Why? That is the part I am interested in. I wonder if working the steps of the 12 step program can help me know "how" to stop "feeding lust...."

I am strengthened when I worship with others at church. We hear talks and testimonies and study the scriptures and conference talks together and we are edified and strenghten against the onslot of unchurchy things we are going to have to live through during the rest of the week. We also can call our church friends with questions and for assistance during the week.

I think that we would be benefited in the same way by being fellowshipped by our fellow sex/lust addicts who are strongly desirous of being clean again.

I have not made that commitment to contact another person yet, but I already contacted one person and he and I talked for sometime on the phone and he directed me to the SAL meeting in our town Thursday night.

First, after agonizing over my last mishap, I went to my bishop and he has me coming back in two weeks. He asked me to consider attending sex addict meetings to strengthen me against the mishap again. These were both very hard things to do, but I did them and I think they will, eventually, help me to progress towards a victory over lust.
Second, I am doing this SAL12 Step program which I hope will help me to progress towards a victory over lust.
Third, I intend to talk with my wife and to be forthright and honest with her. The last couple of times I masturbated, I went to my bishop each of these occured and was forgiven. I did not have anymore problems for years, but I did it again. So, having Susie know might help me towards a victory over lust.
I expect to understand this term better later in my recovery program.

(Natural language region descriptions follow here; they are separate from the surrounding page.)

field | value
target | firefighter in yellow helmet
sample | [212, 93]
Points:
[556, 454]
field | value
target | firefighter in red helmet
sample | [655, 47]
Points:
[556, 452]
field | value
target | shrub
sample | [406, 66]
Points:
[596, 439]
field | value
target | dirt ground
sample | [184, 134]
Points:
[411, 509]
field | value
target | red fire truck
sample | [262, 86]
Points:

I would guess that we must stop practicing our compulsion in all its forms, stop trying to control everything around us and let go, surrender our complusion and surrender our lives to God. This is a very difficult concept for me to fully understand since I have typically worked hard to control my life's events. But, I am desperate to change so I am willing to try to surrender and hopefully let God operate and become effective in my life.